Minimum unit pricing is already helping to reduce alcohol sales so why not do the same thing for tobacco?

I say 'simplistic' because it is not at all clear that minimum pricing has reduced alcohol sales in Scotland.

According to the BBC in June last year, 'Scottish alcohol sales drop as minimum price kicks in'.

Likewise the Guardian ('Scottish alcohol sales at lowest level in 25 years after price controls') while The Times announced that 'Minimum pricing policy for alcohol has sobering effect'.

The clear message was that minimum pricing was 'working'. However, as Chris Snowdon pointed out:

Alcohol sales [in Scotland] have fallen in nine of the last eleven years, including a 3.7% fall in 2011, a 4.2% fall in 2012, a 2.5% fall in 2013 and a 1.9% fall in 2016. There is nothing special or unusual about the 2.95% fall recorded in 2018.

Anyway, I'm not quite sure why the issue attracted the attention of Radio Scotland last week but after I had been on the Scottish Daily Mail asked me for a quote.

The story has yet to appear (I suspect it got dropped because of all the Harry/Meghan stuff) but this is what we gave them:

“Minimum pricing will discriminate against poorer smokers. Not only is this unfair, it will push some further into poverty.

“Those who can will buy their tobacco abroad or in England. Others may be driven to the unregulated black market.

“Either way, minimum pricing will hit not just smokers but every legitimate retailer in Scotland.”

I'm sure this issue will run and run. I'll keep you posted.

Monday
Jan132020

Sir Roger Scruton - a very singular man

I was sorry to read of the death of philosopher Sir Roger Scruton, aged 75.

Unusually Twitter was quite a nice place to be yesterday as friends, acquaintances and admirers paid homage to one of the nicest people you could wish to meet.

I’ve written about Scruton several times, including this post in April 2019 that followed an outrageous attempt by the New Statesman to sully his reputation by making him appear racist and anti-semitic.
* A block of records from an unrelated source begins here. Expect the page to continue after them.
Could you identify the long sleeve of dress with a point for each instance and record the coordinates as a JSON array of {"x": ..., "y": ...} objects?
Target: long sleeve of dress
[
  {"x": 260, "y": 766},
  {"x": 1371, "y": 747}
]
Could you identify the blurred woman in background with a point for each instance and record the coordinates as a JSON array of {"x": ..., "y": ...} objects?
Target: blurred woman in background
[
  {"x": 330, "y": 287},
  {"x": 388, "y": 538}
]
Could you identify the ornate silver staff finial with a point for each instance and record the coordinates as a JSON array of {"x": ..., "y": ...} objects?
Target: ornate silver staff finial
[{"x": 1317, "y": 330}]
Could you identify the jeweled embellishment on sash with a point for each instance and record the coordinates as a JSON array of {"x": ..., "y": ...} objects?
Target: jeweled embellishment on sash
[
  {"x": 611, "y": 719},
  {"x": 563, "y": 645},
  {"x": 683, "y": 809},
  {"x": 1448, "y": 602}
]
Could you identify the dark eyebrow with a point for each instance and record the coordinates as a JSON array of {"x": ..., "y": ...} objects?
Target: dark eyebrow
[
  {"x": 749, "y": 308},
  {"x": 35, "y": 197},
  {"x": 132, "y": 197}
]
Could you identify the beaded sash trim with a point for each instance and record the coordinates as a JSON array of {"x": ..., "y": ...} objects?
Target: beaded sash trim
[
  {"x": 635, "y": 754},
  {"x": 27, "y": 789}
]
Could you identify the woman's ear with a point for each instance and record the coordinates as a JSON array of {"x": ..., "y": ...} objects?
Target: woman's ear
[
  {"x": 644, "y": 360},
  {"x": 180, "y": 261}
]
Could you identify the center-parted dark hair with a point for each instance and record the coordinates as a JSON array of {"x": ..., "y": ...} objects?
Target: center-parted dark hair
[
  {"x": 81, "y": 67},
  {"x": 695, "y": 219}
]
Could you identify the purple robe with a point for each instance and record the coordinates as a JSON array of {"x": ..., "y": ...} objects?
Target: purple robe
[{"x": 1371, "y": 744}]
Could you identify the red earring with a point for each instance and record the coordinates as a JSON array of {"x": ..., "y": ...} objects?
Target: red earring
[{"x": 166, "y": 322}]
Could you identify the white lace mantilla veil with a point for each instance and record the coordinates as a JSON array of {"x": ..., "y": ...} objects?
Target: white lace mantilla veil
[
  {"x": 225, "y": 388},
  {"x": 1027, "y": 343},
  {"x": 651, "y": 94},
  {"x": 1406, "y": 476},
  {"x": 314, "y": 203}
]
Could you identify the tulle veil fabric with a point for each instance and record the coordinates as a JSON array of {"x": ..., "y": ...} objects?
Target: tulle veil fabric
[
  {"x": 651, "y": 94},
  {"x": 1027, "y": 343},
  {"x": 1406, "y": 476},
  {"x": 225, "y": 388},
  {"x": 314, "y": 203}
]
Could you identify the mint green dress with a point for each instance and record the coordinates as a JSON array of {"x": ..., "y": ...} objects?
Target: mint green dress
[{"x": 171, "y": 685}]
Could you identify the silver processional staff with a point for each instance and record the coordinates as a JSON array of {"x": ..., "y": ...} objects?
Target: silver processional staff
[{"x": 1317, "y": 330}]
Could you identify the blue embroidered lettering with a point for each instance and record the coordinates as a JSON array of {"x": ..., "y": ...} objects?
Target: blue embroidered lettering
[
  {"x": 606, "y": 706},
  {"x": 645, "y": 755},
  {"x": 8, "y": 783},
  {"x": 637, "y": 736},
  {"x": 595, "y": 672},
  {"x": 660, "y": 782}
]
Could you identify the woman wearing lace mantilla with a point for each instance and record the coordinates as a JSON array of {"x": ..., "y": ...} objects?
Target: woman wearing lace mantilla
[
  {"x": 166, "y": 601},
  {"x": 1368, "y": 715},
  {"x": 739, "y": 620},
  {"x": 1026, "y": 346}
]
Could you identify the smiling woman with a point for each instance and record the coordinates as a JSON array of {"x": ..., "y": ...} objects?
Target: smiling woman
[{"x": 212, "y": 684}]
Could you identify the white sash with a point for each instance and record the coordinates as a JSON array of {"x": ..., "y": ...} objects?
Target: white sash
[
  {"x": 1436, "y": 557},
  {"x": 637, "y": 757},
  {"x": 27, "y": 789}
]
Thanks to author and political commentator Douglas Murray (see The Scruton tapes: an anatomy of a modern hit job) those wrongs were righted, but without Murray’s efforts Scruton’s life could have ended in ignominy which would have been a personal tragedy.

Having met him on a couple of occasions - the first time in the Eighties when I was invited to his house for tea, the second time at a conference in 2012 - I can vouch for his charm and quiet charisma.

I must be honest, though. I’ve never read a single one of his books, unlike my son. He was always trying to find some long out of print volume and four years ago he interviewed Scruton for an article that was published here.

As it happens Scruton was once a paid consultant to Japan Tobacco which in 2002 got him into a different kind of bother:

Clive Bates, director of the ASH anti-smoking campaign, said last night: "Scruton likes to pass himself off as the leading intellectual of the right, but it seems he's just a grimy hack for the tobacco industry."

You’re wrong, Clive. (And that was the cheapest of cheap shots, btw.)

Far from being a ‘grimy hack for the tobacco industry’, Scruton was a man of enormous principle, a giant in comparison to many of the pygmies in politics and public health.

As Toby Young notes in the Mail today:

He wrote more than 50 books on a vast range of subjects and was knighted in 2016 for ‘services to philosophy, teaching and public education’.

Despite that he was ‘vilified by the liberal establishment for daring to challenge the fashionable nostrums of our age’.

Thankfully Scruton’s achievements will long outlive his critics and others who sought to eviscerate his reputation.

And for that we can be truly grateful.